Following the televised hearing there was dancing and yelling for joy at the fate of the man who oppressed them for three decades.
"The court has delivered justice for my son, who was killed by Saddam," housewife Um Hussain said in the Shi'ite holy city of Najaf as crowds chanted "Death to Saddam! Die you Baathists!"
However, in Saddam's Sunni home town of Tikrit, dozens of men and boys waved his portrait and chanted the old Baath party slogan "Saddam, Saddam! I give my life and blood for you, Saddam!"
The United States, which set up the court after its invasion toppled Saddam in 2003, called it "a good day for the Iraqi people". But the European Union and the Vatican, firmly opposed to capital punishment, urged Iraq not to hang Saddam.
The court rejected his demand for an "honourable" death by military firing squad.
Instead, the former Iraqi dictator was sentenced to go to the gallows as a common criminal for the 1982 massacre of 148 people in retaliation for a bungled assassination bid.
As the verdict was delivered, a visibly shaken Saddam shouted: "God is greatest! Long live the nation!"
The judgment came as Iraq braced for new outbreaks of violence. All leave was cancelled for the Iraqi Army, and Baghdad was sealed off.
Baghdad's Shiite-led Government welcomed the verdict. "This is the least Saddam deserved," said Ali al-Dabbagh, spokesman for Prime Minister Nuri al-Maliki.
A curfew has been imposed on the northern province of Salaheddin, which includes the city of Tikrit, near 69-year-old Saddam's birthplace and a stronghold of support for him.
Saddam was defiant before the verdict.
"I will die with honour and with no fear, with pride for my country and my Arab nation, but the US occupiers will leave in humiliation and defeat," his lawyers quoted him as saying.
"They will see rivers of blood for years to come. It will dwarf Vietnam."
Massacre
The High Court verdict followed the trial of Saddam and seven others for the 1982 massacre of 148 people in Dujail, a village north of Baghdad, after an attempt to kill him failed.

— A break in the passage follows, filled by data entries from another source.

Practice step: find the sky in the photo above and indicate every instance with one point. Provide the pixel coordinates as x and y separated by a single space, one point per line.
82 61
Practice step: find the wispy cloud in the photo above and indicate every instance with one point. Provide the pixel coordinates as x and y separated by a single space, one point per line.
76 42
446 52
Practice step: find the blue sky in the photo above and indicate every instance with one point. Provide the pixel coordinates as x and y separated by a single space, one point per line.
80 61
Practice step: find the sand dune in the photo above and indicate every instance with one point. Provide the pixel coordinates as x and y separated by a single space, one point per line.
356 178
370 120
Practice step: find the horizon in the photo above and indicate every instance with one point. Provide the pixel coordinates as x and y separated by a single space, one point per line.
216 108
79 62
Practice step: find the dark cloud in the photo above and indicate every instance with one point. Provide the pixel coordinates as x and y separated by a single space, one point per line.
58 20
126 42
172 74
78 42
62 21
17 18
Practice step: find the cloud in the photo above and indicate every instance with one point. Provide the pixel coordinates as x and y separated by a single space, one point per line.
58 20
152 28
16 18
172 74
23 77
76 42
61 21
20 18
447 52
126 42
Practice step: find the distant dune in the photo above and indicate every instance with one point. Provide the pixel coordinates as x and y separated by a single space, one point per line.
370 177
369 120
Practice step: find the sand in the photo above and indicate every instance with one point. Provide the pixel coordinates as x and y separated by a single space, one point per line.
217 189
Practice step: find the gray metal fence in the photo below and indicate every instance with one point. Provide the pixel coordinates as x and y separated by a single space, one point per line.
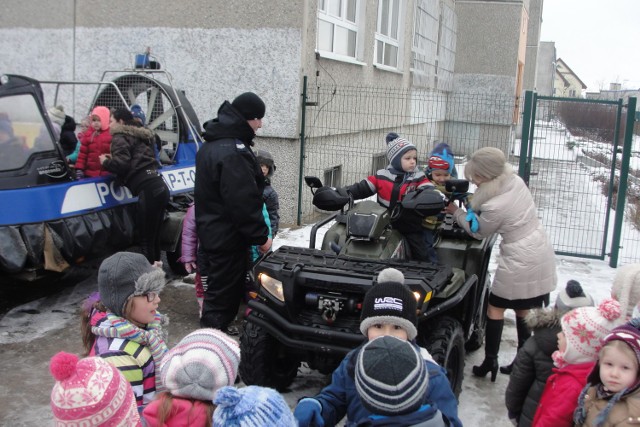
343 141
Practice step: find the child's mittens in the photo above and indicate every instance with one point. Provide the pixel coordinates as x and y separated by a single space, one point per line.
308 413
472 219
190 267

The Iraqi High Tribunal also imposed death sentences on former revolutionary chief judge Awad Hamed al-Bander and Saddam's half brother and former intelligence chief Barzan Ibrahim al-Tikriti.
Former Iraqi vice-president Taha Yassin Ramadan was sentenced to life in prison.
Saddam demanded execution by firing squad, rather than hanging, because he was head of Iraq's armed forces.
But the court has dismissed his request, saying he failed the military academy entry exam and became a field marshal only by appointing himself after he became president.
His defence team has warned that a guilty verdict will "open the gates of hell".
One of his lawyers, Bushra al-Khalil, wrote to the US ambassador in Baghdad urging him to prevent a death sentence being imposed because of the consequences.
"A death sentence against Saddam Hussein will lead to a major security flare-up in Iraq and to stepped-up attacks on the US Army."
Some Iraqi officials say the US wanted the verdict announced today to improve the standing of President George W. Bush's Republican Administration in this week's mid-term congressional elections.
Washington officials said the timing was determined solely by the Iraqi judges.
Authorities fear an escalation of savage clashes between Sunni and Shiite Muslims, which are claiming more than 100 lives a day in tit-for-tat killings and kidnappings.
Saddam is a Sunni, and many still see him as a hero, regarding his trials as political revenge by Iraq's new Shiite-led Government.
But Kurds and Shiites, who suffered under Saddam's rule, want to see him executed.
Under Iraqi law, an appeal against the death sentence will automatically go to a nine-judge panel. If the appeal is rejected the sentence must be carried out within 30 days.
Iraq and the US would then face the problem of what to do with Saddam's body.
His sons Uday and Qusay, killed by US troops in a shootout in Mosul in July 2003, are buried in Saddam's home village near Tikrit.
But burying Saddam alongside them would almost certainly make the graveyard a shrine.
US commanders believe he may be treated the same way as slain terror mastermind Abu Musab Al Zarqawi, whose body they buried in an unmarked spot in the Iraqi desert.